Menalar dari sudut pandang saya, tidak ada anak yang terlahir dengan sifat dan sikap iblis. Saya percaya di dalam tubuh kita tidak ada itu yang namanya gen psikopat, tidak ada asam amino yang mengkode kebengisan macam itu. Tetapi jika dikaitkan dengan lingkungan, apakah kelakuan itu bisa menurun? Anak hakekatnya akan mengikuti apa-apa yang diserapnya dari lingkungan, dan lingkungan paling dekat pertama yang membentuk arah hidupnya adalah keluarga. Jika ia terbiasa melihat, mendengar, dan mengalami hal-hal buruk, besar kemungkinan ia akan mengikuti itu. Menjadi orang tua bukanlah pekerjaan mudah. Tanggung jawabnya berat. Berat sekali. Saya belum merasakan menjadi orang tua, tapi belajar dari orang tua saya, dari mereka yang telah menggenapi hidup dengan tanggung jawab itu, saya bisa melihat dengan sejelas-jelasnya; menjadi orang tua berarti perjalanan menaklukan ego sendiri dimulai. Its the hardest journey. Sometimes. It can be like that.


Dengan kondisi ayahnya yang luar biasa mengerikan itu, saya tidak bisa membayangkan kehidupan Baek Hee Sung jika tak ada kakaknya di sisinya.

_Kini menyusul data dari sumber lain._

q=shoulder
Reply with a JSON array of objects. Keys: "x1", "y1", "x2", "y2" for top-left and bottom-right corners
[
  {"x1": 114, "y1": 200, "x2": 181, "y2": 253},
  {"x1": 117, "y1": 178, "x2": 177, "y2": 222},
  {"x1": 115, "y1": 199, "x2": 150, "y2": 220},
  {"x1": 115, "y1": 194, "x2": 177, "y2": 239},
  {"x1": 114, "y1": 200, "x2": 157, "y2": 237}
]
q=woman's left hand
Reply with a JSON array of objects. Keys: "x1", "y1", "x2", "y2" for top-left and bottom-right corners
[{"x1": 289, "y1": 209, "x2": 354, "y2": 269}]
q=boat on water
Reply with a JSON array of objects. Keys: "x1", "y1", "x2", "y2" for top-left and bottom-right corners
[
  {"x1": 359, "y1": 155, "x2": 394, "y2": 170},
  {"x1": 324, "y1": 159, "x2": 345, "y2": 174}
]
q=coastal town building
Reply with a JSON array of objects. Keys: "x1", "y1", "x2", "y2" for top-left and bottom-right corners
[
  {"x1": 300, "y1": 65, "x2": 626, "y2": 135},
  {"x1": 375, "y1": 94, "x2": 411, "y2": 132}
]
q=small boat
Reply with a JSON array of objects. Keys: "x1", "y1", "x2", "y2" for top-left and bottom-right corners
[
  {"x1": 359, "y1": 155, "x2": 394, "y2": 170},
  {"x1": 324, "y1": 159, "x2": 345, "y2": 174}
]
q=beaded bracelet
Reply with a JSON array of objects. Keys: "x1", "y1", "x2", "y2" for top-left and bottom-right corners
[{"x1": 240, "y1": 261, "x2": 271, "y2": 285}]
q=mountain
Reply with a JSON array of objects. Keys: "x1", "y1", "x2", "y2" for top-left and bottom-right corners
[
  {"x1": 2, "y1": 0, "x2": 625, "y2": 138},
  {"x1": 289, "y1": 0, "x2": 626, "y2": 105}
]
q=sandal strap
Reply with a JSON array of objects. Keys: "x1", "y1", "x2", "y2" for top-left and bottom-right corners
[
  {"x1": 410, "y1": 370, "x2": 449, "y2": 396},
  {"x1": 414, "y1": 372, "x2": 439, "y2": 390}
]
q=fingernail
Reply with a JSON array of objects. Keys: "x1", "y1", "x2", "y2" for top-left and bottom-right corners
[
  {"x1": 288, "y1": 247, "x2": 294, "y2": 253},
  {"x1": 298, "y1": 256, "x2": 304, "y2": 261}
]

Kakaknya lah yang selalu menjadi benteng pertahanan pertama bagi Hee Sung, yang berusaha sekuat hati menetralisir pergolakan batinnya. Sedih sekali melihat kisah hidup dua kakak-beradik ini .

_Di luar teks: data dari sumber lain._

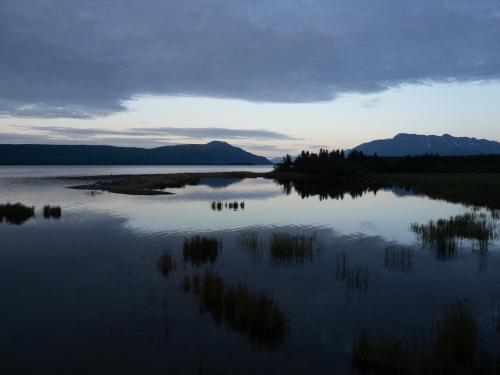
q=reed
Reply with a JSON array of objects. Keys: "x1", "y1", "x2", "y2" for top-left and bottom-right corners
[
  {"x1": 384, "y1": 246, "x2": 412, "y2": 273},
  {"x1": 182, "y1": 272, "x2": 289, "y2": 347},
  {"x1": 238, "y1": 232, "x2": 264, "y2": 263},
  {"x1": 183, "y1": 236, "x2": 220, "y2": 267},
  {"x1": 336, "y1": 252, "x2": 372, "y2": 293},
  {"x1": 270, "y1": 233, "x2": 319, "y2": 266},
  {"x1": 43, "y1": 205, "x2": 62, "y2": 219},
  {"x1": 352, "y1": 300, "x2": 498, "y2": 374},
  {"x1": 157, "y1": 253, "x2": 176, "y2": 277},
  {"x1": 0, "y1": 202, "x2": 35, "y2": 225},
  {"x1": 411, "y1": 212, "x2": 497, "y2": 259}
]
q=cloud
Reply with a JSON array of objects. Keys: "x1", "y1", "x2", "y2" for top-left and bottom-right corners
[
  {"x1": 13, "y1": 125, "x2": 295, "y2": 140},
  {"x1": 1, "y1": 1, "x2": 500, "y2": 118}
]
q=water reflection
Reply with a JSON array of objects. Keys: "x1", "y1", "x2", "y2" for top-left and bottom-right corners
[
  {"x1": 183, "y1": 236, "x2": 220, "y2": 267},
  {"x1": 384, "y1": 246, "x2": 413, "y2": 273},
  {"x1": 275, "y1": 179, "x2": 389, "y2": 201},
  {"x1": 352, "y1": 300, "x2": 499, "y2": 374},
  {"x1": 182, "y1": 272, "x2": 289, "y2": 347},
  {"x1": 0, "y1": 202, "x2": 35, "y2": 225},
  {"x1": 411, "y1": 212, "x2": 498, "y2": 260}
]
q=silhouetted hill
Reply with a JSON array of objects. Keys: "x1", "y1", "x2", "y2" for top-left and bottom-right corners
[
  {"x1": 0, "y1": 141, "x2": 272, "y2": 165},
  {"x1": 353, "y1": 133, "x2": 500, "y2": 156}
]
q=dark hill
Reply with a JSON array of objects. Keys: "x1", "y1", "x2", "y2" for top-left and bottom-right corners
[{"x1": 0, "y1": 141, "x2": 272, "y2": 165}]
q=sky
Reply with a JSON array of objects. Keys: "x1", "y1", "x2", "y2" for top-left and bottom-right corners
[{"x1": 1, "y1": 0, "x2": 500, "y2": 157}]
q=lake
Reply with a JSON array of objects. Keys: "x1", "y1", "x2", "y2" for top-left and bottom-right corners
[{"x1": 1, "y1": 166, "x2": 499, "y2": 374}]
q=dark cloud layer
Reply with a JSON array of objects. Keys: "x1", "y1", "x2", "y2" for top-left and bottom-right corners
[{"x1": 1, "y1": 0, "x2": 499, "y2": 118}]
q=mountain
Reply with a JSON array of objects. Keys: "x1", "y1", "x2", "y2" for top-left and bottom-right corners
[
  {"x1": 352, "y1": 133, "x2": 500, "y2": 156},
  {"x1": 0, "y1": 141, "x2": 272, "y2": 165}
]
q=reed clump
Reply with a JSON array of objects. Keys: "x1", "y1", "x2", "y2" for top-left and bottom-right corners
[
  {"x1": 182, "y1": 272, "x2": 288, "y2": 347},
  {"x1": 270, "y1": 233, "x2": 319, "y2": 266},
  {"x1": 411, "y1": 212, "x2": 497, "y2": 259},
  {"x1": 352, "y1": 301, "x2": 499, "y2": 374},
  {"x1": 0, "y1": 202, "x2": 35, "y2": 225},
  {"x1": 238, "y1": 232, "x2": 264, "y2": 263},
  {"x1": 336, "y1": 252, "x2": 372, "y2": 293},
  {"x1": 384, "y1": 246, "x2": 412, "y2": 273},
  {"x1": 157, "y1": 253, "x2": 176, "y2": 277},
  {"x1": 43, "y1": 205, "x2": 62, "y2": 219},
  {"x1": 183, "y1": 236, "x2": 220, "y2": 267}
]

Jika tidak bertemu Cha Jiwon, apakah Baek Hee Sung masih memiliki kesempatan membuktikan ke dirinya sendiri kalau ia memiliki sifat penyayang dan lemah lembut? Saya bisa merasakan sepanjang episode Flower of Evil, kita dibawa untuk melihat usaha Baek Hee Sung untuk tampil normal—sesekali melatih wajah senyumnya di depan cermin, apakah itu menandakan ia sedang belajar memanipulasi dirinya, Cha Jiwon dan putrinya? Saya meragukan itu. Baek Hee Sung terlanjur memercayai stigma yang dilekatkan orang kepadanya; ia orang jahat; ia tidak berhak bahagia. Baek Hee Sung percaya ia palsu—sama palsunya dengan nama yang ia gunakan. Sebelum menjalin hubungan dan menikah, ia berulang kali mendorong Cha Jiwon agar tidak menyukainya. Karena ia percaya Cha Jiwon terlalu baik untuk orang seperti dirinya.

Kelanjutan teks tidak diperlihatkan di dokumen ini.